In 1833, Elise and her family moved to Leipzig. They had been living in Tübingen and Stuttgart and also spent several years in the United States, where they became friends of pianist and composer Clara Schumann and her husband Robert.

During their time in Leipzig, Elise attracted attention with her voice, which she had trained in Paris from a young age. Franz Liszt was one of her admirers. Felix Mendelssohn recommended further training of her voice; the Schumanns were also enthusiastic about Elise's soprano.

In 1840, Elise received an engagement at the Leipzig Gewandhaus concert hall, but she was unable to combat her stage fright. In the winter of 1842/43, a last-ditch attempt was made in Berlin—but, there also, her success was limited.

==Portrait==
Elise was introduced to the king by his stepsister Queen Elisabeth Ludovika of Prussia, who told Ludwig "She sang for us with a very beautiful voice but her face pleased me even more than her singing and I think she would be worthy of being included in your collection of beauties."

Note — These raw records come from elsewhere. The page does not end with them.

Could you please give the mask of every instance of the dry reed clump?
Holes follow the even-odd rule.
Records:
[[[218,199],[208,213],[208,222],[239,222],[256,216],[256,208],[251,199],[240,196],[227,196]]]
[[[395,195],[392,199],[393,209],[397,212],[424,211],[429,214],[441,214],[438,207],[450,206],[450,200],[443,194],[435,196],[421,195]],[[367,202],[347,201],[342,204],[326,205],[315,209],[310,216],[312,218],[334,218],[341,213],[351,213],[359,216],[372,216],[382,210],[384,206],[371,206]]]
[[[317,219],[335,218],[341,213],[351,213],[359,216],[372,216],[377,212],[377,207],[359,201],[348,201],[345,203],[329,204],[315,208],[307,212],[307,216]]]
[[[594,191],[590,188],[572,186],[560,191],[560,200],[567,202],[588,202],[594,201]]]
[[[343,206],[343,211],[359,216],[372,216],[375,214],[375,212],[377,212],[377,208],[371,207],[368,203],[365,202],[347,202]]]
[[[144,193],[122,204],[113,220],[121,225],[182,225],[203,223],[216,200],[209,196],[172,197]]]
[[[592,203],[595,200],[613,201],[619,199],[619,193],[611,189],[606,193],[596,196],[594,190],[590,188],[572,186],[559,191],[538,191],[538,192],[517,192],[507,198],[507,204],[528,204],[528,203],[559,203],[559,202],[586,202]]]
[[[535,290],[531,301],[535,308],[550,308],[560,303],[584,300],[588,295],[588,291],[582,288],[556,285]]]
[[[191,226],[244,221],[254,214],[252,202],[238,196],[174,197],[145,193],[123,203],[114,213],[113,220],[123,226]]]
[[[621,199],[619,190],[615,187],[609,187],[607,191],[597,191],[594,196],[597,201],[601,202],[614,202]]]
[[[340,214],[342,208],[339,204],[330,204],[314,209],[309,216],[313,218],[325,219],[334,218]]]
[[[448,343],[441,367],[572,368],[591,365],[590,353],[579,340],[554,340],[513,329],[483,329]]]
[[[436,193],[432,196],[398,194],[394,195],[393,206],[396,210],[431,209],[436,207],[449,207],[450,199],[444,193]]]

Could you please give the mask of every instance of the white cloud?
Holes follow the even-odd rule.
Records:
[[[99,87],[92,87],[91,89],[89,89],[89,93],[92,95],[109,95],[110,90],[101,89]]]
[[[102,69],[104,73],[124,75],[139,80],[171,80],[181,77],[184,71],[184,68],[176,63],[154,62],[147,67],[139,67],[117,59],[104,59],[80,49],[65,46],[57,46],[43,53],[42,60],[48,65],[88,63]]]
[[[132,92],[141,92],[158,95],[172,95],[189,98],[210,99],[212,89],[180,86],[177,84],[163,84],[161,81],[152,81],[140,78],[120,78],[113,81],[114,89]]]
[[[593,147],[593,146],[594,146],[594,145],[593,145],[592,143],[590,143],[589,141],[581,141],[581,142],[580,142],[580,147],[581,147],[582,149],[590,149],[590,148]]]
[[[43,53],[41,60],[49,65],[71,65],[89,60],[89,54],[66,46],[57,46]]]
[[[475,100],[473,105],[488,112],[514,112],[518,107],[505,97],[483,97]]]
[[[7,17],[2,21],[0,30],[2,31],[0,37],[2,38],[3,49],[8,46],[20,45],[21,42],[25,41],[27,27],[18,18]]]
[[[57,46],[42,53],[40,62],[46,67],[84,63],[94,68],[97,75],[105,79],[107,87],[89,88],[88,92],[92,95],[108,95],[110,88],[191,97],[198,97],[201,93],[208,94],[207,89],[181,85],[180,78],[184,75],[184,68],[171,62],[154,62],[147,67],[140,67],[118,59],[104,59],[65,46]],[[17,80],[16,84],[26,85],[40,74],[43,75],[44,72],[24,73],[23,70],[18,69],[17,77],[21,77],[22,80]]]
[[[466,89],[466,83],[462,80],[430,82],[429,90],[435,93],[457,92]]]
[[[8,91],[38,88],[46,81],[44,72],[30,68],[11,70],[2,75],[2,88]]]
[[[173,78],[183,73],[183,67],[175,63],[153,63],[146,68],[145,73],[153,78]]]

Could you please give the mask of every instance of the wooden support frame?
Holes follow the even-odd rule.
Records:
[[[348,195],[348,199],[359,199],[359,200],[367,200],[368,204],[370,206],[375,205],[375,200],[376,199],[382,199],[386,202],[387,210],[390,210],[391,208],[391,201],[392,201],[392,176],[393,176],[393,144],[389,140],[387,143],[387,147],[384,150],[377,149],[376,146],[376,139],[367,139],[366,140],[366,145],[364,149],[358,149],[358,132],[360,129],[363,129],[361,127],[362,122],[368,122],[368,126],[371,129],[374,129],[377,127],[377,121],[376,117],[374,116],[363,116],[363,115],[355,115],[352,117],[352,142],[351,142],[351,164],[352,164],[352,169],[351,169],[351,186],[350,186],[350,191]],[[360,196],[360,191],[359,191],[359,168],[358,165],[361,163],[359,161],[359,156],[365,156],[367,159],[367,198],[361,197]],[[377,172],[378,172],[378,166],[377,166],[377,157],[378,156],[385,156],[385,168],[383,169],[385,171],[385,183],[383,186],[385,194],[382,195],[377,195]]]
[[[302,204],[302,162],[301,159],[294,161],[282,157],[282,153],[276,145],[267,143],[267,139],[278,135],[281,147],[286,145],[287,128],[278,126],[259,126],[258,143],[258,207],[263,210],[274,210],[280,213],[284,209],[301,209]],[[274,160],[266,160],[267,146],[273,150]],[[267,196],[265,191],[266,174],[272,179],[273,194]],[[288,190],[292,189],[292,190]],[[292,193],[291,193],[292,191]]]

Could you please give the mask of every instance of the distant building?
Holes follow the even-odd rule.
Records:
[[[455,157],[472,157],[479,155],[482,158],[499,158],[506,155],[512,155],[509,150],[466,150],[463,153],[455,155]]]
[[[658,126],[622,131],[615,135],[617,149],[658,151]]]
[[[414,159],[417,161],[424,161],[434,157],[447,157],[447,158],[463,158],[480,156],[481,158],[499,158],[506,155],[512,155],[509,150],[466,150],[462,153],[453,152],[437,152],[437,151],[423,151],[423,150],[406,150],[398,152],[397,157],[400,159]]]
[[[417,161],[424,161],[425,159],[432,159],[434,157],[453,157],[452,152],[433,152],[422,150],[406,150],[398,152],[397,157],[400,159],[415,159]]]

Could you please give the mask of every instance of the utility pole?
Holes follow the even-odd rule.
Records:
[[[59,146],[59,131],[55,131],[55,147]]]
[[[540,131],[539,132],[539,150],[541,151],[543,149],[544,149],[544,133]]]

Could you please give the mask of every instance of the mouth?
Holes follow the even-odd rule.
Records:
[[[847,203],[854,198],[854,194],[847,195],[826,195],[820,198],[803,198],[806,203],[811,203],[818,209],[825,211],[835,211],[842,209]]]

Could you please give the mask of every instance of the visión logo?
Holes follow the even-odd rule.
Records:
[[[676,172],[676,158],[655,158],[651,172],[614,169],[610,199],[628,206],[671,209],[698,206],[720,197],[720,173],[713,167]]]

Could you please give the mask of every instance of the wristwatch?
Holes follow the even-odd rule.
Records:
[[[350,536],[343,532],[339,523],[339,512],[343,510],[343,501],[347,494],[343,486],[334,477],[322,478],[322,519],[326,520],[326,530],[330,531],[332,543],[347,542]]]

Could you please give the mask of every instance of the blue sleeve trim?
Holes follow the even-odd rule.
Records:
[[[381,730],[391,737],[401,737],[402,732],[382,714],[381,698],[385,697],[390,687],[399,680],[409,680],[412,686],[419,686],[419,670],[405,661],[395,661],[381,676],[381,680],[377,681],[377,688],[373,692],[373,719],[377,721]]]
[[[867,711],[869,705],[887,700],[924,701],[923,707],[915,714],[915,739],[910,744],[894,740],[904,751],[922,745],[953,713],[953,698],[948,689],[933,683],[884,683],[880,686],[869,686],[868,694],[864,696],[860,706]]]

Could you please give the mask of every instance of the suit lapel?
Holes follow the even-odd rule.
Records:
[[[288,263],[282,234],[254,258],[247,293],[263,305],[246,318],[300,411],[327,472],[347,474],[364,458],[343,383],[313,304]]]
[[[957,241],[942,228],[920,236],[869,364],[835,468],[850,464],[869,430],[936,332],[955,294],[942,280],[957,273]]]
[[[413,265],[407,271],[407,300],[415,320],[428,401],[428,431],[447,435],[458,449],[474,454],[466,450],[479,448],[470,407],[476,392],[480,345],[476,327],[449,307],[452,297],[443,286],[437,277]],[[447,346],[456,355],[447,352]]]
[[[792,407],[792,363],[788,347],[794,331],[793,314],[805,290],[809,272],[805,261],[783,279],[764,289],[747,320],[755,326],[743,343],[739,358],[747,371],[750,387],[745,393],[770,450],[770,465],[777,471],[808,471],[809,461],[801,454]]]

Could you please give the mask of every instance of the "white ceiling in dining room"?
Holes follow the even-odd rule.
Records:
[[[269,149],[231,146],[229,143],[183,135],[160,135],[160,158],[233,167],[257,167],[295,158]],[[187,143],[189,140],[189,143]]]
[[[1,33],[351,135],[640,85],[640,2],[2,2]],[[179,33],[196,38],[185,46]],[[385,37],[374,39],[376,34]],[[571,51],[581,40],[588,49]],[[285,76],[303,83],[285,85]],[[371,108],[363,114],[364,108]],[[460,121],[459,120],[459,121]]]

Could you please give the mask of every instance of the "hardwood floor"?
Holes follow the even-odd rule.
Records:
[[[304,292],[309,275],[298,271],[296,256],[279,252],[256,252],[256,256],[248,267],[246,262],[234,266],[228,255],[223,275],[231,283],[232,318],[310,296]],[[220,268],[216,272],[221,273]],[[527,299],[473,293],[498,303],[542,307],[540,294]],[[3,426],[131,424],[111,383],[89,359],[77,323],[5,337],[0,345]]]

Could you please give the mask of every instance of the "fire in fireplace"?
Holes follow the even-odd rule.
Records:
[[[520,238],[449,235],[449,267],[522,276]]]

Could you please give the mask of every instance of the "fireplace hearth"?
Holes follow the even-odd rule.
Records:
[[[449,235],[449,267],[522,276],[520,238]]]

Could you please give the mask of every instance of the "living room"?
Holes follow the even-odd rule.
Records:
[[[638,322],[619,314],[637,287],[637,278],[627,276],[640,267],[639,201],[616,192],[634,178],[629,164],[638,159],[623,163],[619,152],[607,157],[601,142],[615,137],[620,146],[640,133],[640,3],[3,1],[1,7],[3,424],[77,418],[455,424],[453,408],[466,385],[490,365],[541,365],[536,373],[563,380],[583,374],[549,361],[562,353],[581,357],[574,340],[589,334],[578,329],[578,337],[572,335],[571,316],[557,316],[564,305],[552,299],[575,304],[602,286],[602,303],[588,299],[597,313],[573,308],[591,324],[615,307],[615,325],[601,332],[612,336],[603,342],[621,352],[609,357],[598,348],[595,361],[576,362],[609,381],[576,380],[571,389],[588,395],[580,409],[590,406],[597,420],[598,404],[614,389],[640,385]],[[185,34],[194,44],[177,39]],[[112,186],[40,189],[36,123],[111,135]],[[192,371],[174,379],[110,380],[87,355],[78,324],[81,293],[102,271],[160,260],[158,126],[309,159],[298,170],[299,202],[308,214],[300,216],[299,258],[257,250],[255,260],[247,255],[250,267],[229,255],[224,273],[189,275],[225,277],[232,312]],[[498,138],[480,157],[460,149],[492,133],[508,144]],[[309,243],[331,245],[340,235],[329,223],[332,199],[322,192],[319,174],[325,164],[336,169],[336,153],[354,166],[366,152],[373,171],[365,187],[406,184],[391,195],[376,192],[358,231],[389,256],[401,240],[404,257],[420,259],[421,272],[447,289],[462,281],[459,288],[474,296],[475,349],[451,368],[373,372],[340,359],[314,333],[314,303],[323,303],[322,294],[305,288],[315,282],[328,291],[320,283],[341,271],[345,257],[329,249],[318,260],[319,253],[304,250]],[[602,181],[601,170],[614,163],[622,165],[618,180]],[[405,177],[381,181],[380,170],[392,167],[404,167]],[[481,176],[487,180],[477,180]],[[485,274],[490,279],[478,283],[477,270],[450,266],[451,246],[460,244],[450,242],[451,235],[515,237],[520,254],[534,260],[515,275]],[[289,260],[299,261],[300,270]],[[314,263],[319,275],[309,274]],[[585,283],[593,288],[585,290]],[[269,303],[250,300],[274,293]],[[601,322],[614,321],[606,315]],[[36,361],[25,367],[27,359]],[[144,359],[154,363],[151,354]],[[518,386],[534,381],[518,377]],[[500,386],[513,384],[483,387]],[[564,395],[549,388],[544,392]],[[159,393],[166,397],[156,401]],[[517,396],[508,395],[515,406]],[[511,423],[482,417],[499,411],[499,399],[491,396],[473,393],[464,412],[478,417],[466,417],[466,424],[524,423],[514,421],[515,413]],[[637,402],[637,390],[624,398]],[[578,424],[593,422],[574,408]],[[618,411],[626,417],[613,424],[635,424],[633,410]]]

In 1843, the king commissioned Joseph Karl Stieler to paint a portrait of her for the Gallery of Beauties Nymphenburg Castle.
At that time, Elise met the widowed Austrian industrialist Gustav Moriz Pacher von Theinburg in Bad Ischl, whom she married on 27 March 1845. Their first daughter Leontine Meta died after only four days. In 1847 and 1848, the children Hedwig Emilie and Friedrich "Fritz" were born, and in 1852, a daughter, Cäcilie "Cilla" Karoline Katharina was born.

Elise's husband died of typhoid fever on 25 January 1852, after which Elise and her children moved to Munich.

Possibly due to the loss of her daughter in 1879, Elise fell ill for a long period of time. Although her condition improved in 1891, she died of pneumonia in 1893.